Willy Mutunga
Former Chief Justice of Kenya
Three decades after Kenyans took to the streets demanding political and constitutional reforms during the first Saba Saba day protest on July 7, 1990 (the leaders were detained and brutalized, but it is credited for ushering in multiparty democracy there), the conditions that prompted this dissent to remain. In this article, the former Chief Justice of Kenya, Willy Mutunga, arrested in an earlier crackdown by Moi’s regime and which led to his exile and then return Kenya after Saba Saba, reflects on this and tackles the following question: “Why after three major successful transitions over three decades—multipartyism, a power transition in 2002, and a new constitution in 2020—are we still being frustrated by our politics and economics?
Three decades ago, driven by a quest to reclaim their sovereignty and recalibrate the power relations between the state and society, the people of this country went to the streets to push for political and constitutional reforms, a major inflection point in the history of our nation. Through a protracted, peaceful struggle by Kenyans in the country and in the diaspora, the country finally transitioned into a multi-party democracy.
The struggle is not over; Kenya’s politics have taken a backward trajectory, moving towards dictatorship in the midst of an intra-elite succession struggle that could descend into violent conflict, chaos, and even civil war.
Kenya is a fake democracy where elections do not matter because the infrastructure of elections has been captured by the elites. There is a danger of normalizing electoral authoritarianism, where the vote neither counts nor gets counted. The judiciary is under constant attack and disparagement by the executive while parliament is contorted into a body increasingly unable to represent Kenyans and provide oversight over the executive’s actions. The security services are unleashed on the poor and the dispossessed as if they are not citizens but enemies to be hunted down and destroyed.
A range of constitutional commissions are in a state of contrived dysfunction while our media business model is failing, accelerated by political interference. Grand corruption—perpetrated by a handful of families and by the elites collectively—has been normalized and the fight against corruption has been politicized. In the creeping descent into dictatorship, civilian public services have been militarized and the 2010 Constitution that was in many ways a culmination of the struggle that started on July 7, 1990 when the late Kenneth Matiba and Charles Rubia called for a meeting at the Kamukunji grounds in Nairobi, is being deliberately undermined.

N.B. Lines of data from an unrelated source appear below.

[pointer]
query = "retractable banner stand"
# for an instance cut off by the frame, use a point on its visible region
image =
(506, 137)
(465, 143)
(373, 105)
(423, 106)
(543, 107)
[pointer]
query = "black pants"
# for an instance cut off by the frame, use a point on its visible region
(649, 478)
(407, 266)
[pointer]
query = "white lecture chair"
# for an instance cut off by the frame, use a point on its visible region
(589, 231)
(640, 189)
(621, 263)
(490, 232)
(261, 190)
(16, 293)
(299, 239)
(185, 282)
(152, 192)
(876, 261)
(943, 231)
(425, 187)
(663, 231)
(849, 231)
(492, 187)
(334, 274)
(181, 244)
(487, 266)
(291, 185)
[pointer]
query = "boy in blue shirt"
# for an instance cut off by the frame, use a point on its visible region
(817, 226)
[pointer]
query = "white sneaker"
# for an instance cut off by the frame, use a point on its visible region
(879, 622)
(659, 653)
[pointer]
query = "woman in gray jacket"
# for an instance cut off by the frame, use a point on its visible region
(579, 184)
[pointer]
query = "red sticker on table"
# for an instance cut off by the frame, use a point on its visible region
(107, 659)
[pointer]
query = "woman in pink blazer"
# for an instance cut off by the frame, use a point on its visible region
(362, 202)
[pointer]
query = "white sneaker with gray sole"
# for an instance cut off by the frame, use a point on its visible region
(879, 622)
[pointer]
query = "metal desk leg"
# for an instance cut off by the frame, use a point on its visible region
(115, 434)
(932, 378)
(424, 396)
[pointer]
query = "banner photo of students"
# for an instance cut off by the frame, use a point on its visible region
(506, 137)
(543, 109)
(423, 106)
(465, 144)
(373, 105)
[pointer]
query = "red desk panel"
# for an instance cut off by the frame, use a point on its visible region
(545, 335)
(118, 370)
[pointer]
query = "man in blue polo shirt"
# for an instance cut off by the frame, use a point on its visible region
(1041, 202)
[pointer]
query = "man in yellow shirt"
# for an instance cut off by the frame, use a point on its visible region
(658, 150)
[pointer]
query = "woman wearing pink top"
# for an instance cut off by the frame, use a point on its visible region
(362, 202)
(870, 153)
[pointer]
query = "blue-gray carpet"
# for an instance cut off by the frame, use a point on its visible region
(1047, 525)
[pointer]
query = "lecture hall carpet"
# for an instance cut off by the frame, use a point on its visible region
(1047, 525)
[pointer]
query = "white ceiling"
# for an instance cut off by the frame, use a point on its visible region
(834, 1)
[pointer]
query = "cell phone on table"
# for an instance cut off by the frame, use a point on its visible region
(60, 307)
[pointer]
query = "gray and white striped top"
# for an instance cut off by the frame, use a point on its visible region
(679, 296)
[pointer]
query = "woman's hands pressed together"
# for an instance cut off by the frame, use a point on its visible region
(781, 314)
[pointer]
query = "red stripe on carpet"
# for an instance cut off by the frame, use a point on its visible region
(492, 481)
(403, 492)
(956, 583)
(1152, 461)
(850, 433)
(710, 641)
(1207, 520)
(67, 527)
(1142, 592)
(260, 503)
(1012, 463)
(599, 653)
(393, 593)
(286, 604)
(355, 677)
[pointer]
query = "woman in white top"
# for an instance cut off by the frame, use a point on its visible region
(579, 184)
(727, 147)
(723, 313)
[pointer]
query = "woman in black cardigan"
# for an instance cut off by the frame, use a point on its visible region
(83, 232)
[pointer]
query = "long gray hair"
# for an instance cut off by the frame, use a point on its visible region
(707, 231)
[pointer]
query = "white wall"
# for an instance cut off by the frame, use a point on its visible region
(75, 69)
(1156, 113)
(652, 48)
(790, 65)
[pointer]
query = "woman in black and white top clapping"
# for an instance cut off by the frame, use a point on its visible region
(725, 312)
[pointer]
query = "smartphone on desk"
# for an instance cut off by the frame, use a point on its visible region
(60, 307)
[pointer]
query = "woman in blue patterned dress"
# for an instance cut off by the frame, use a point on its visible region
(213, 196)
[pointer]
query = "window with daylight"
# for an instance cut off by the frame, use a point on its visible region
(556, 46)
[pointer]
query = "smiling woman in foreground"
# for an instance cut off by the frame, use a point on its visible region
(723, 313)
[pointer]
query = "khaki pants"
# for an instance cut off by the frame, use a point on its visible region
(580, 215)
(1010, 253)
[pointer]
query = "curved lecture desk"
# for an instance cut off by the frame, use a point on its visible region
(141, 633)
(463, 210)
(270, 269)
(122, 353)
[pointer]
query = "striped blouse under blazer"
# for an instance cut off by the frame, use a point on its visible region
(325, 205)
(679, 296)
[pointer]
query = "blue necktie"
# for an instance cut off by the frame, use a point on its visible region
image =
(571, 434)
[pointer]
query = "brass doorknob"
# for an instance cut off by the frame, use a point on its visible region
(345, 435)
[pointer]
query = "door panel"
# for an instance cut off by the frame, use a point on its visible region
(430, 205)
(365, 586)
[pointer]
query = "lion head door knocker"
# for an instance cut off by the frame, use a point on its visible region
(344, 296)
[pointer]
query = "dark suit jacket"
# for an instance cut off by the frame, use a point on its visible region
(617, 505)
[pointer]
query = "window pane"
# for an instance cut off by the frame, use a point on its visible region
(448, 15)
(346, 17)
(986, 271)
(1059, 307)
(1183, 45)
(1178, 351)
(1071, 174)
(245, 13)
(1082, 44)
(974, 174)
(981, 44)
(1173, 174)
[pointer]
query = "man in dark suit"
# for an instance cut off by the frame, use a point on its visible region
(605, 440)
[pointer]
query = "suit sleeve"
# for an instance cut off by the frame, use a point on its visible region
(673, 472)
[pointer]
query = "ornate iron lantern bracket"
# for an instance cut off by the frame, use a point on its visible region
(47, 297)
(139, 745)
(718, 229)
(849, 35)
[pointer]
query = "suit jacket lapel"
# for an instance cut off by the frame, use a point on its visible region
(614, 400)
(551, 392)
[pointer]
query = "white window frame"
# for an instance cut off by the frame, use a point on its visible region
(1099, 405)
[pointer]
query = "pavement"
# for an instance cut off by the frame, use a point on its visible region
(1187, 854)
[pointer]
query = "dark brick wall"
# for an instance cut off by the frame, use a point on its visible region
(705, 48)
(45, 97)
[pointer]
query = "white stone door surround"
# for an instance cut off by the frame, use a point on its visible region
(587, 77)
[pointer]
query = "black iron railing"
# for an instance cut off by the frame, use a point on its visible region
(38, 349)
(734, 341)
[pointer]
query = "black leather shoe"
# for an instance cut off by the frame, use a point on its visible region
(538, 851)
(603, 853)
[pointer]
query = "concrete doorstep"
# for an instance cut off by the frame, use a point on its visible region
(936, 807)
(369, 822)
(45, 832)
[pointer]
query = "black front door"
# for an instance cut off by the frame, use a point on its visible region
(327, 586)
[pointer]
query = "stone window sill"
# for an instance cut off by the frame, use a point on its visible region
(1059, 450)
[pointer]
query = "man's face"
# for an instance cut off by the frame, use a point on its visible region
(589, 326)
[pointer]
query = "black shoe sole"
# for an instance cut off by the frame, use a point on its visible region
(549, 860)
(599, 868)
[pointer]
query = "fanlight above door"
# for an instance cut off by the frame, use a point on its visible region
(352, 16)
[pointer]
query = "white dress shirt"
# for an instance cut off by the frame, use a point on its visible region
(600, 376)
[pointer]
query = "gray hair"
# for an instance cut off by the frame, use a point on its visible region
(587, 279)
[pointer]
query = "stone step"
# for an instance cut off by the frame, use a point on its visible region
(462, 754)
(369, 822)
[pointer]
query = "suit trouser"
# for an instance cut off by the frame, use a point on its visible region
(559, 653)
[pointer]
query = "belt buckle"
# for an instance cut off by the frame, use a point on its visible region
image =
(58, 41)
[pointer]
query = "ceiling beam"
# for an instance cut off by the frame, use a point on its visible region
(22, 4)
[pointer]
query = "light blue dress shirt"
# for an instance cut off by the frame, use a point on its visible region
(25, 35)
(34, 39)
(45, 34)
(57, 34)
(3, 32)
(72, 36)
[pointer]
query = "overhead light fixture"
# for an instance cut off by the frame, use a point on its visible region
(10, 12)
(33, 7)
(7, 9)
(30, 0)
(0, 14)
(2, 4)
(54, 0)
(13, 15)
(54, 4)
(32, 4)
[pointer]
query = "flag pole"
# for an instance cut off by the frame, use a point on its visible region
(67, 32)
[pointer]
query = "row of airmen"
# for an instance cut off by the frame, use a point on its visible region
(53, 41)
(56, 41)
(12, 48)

We have a duty and a responsibility to defend Kenya’s constitution; to resist efforts to undermine devolution in particular; to resist those determined to continue looting an economy already on its knees; to stand up against efforts to brutalize, dehumanize, and rent asunder the essential human dignity of Kenyans as a people.
Three decades is a generation. The generation that voted for the first time in 1992 is a venerated demographic that is 48 years old today. It is the generation of freedom (the South African equivalent of the “born-frees”), and a significant part of the cohort that participated in the struggle as teens or young adults. It is the generation that bore the brunt of the struggle for freedom but which has been denied the opportunity for real political leadership. That part of its membership that has had access to state power is drawn from the reactionary wing of the group—the scions of the decadent YK’92 and drivers of the “NO” campaign against a new constitution.